During the U.S.-led invasion of Afghanistan, the base was secured by a team from the United Kingdom's Special Boat Service. By early December 2001, U.S. troops from the 10th Mountain Division shared the base with Special Operations Command officers from MacDill Air Force Base in Florida, Paratroopers of the 82nd Airborne Division from Fort Bragg, and a small communications team consisting of personnel from the 269th Signal Company, 11th Signal Brigade from Fort Huachuca. The British force consisted of B and C Companies from 40 Commando, Royal Marines. As of mid-December 2001 more than 300 U.S. troops, mainly with the 10th Mountain Division, were providing force protection at Bagram. The troops patrolled the base perimeter, guarded the front gate, and cleared the runway of explosive ordnance. As of early January 2002, the number of 10th Mountain Division troops had grown to about 400 soldiers.

There were numerous dining facilities at Bagram Airfield. Troops and civilians had various dining options that included Pizza Hut, Subway, an Afghan restaurant, as well as Green Beans coffee shops.

In late January 2002, there were somewhere around 4,000 U.S. troops in Afghanistan, of which about 3,000 were at Kandahar International Airport, and about 500 were stationed at Bagram. The runway began to be repaired by U.S., Italian, and Polish military personnel. By mid-June 2002, Bagram Airfield was serving as home to more than 7,000 U.S. and other armed services. Numerous tent areas housed the troops based there, including one named Viper City. It was reported that "Bagram came under daily rocket attack" in 2002 even though most of these attacks went unreported by the press.
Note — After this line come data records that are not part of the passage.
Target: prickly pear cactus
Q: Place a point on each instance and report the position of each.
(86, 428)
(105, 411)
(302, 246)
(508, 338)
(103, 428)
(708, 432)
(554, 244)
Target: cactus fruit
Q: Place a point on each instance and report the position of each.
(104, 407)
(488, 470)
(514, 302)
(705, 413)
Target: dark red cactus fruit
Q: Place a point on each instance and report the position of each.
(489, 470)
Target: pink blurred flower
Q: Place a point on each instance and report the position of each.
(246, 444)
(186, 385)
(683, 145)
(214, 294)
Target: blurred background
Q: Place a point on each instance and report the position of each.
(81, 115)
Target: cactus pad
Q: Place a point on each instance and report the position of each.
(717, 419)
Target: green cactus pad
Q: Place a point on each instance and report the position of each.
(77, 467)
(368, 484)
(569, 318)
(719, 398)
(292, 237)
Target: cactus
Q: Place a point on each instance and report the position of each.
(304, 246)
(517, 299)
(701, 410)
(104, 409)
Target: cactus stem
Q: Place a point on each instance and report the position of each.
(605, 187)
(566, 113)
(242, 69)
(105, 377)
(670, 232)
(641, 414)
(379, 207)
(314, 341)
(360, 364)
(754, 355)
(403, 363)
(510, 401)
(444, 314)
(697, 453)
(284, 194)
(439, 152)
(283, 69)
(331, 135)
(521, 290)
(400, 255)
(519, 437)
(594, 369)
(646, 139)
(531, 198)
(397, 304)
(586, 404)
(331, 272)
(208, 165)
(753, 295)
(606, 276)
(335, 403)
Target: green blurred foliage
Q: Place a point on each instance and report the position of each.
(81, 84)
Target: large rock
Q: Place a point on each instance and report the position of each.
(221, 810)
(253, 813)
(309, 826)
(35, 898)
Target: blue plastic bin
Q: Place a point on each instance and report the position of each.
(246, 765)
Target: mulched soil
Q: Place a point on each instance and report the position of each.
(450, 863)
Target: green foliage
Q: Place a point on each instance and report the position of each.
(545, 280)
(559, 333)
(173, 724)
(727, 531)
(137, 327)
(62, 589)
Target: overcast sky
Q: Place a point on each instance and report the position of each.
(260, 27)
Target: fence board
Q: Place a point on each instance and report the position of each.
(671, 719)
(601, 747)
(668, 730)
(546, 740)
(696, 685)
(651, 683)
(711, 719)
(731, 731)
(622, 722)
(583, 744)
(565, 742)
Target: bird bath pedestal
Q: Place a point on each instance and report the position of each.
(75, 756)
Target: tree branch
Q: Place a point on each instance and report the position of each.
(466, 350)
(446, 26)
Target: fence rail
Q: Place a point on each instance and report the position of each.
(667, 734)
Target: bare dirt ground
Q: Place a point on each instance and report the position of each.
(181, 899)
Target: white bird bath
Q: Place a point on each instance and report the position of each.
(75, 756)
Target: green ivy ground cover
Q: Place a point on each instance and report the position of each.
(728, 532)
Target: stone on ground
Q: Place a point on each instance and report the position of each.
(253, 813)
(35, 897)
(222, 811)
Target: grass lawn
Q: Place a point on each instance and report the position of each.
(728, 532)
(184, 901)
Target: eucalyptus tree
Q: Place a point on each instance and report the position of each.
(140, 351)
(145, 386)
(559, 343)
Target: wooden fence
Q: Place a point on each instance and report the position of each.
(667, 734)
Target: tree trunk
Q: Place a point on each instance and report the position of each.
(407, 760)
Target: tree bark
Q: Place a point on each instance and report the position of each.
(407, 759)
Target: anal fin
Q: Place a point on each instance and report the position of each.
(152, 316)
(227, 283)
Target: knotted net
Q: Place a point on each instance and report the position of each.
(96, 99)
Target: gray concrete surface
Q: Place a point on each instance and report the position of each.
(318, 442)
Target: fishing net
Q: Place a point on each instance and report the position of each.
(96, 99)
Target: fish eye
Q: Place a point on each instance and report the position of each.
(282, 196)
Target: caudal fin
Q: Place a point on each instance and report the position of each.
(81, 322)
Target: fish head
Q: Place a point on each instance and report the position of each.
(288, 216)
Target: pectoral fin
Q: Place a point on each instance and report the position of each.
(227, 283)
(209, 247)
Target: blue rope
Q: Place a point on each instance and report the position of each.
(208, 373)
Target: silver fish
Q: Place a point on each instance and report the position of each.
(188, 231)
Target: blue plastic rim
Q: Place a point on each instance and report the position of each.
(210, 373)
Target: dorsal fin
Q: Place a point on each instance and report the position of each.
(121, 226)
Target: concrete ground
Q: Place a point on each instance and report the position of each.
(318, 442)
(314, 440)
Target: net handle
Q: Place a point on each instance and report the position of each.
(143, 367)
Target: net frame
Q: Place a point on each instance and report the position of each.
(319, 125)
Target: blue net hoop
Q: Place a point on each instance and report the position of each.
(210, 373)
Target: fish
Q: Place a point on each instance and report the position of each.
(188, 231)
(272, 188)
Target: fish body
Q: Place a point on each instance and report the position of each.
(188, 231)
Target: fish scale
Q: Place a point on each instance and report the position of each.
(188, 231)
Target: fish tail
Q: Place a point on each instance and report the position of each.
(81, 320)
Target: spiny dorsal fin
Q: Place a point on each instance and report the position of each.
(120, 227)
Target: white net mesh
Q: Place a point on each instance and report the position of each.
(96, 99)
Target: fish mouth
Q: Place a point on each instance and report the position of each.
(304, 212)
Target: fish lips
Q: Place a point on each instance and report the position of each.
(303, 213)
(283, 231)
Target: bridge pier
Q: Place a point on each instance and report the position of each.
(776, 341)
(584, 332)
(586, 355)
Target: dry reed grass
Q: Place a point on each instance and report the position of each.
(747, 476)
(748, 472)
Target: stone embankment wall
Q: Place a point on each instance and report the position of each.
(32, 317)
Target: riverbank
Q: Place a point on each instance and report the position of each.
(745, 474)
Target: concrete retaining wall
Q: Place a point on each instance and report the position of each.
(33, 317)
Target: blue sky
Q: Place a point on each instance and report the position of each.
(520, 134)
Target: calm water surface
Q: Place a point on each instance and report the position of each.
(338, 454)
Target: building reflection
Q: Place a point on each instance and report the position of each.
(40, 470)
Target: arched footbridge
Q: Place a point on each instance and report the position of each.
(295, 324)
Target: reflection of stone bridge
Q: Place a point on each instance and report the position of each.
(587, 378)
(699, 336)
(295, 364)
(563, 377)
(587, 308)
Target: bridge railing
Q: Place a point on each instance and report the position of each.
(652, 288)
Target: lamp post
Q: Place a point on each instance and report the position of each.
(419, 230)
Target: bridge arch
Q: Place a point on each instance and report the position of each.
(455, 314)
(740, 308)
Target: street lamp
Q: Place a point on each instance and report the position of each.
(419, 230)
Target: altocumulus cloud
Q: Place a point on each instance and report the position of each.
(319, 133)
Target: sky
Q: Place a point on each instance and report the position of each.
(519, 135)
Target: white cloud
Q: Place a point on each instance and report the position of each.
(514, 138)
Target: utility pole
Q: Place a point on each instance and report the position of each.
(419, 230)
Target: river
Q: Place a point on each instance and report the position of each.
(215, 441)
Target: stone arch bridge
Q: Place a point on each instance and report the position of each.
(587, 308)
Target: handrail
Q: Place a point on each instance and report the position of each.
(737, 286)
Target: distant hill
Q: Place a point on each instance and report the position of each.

Landmines were also a serious concern in and around Bagram Airfield.

According to Reuters, in the early years of the conflict, the CIA used it as a black site for terrorism suspects.

By late 2003, B-huts, 18 by 36 ft structures made of plywood designed to hold eight troops, were replacing the standard shelter option for troops. There were several hundred, with plans to build close to 800 of them. The plans were to have nearly 1,200 structures built by 2006, but completion of the project was expected much earlier; possibly by July 2004. The increased construction fell under U.S. Central Command standards of temporary housing and allowed for the building of B-huts on base, not to show permanence, but to raise the standard for troops serving here. The wooden structures had no concrete foundation and thus were not considered permanent housing, just an upgrade from the tents, the only option Bagram personnel and troops had seen previously. The small homes offered troops protection from environmental conditions including wind, snow, sand and cold. During 2005, a USO facility was built and named after former pro football player and United States Army Ranger, Pat Tillman.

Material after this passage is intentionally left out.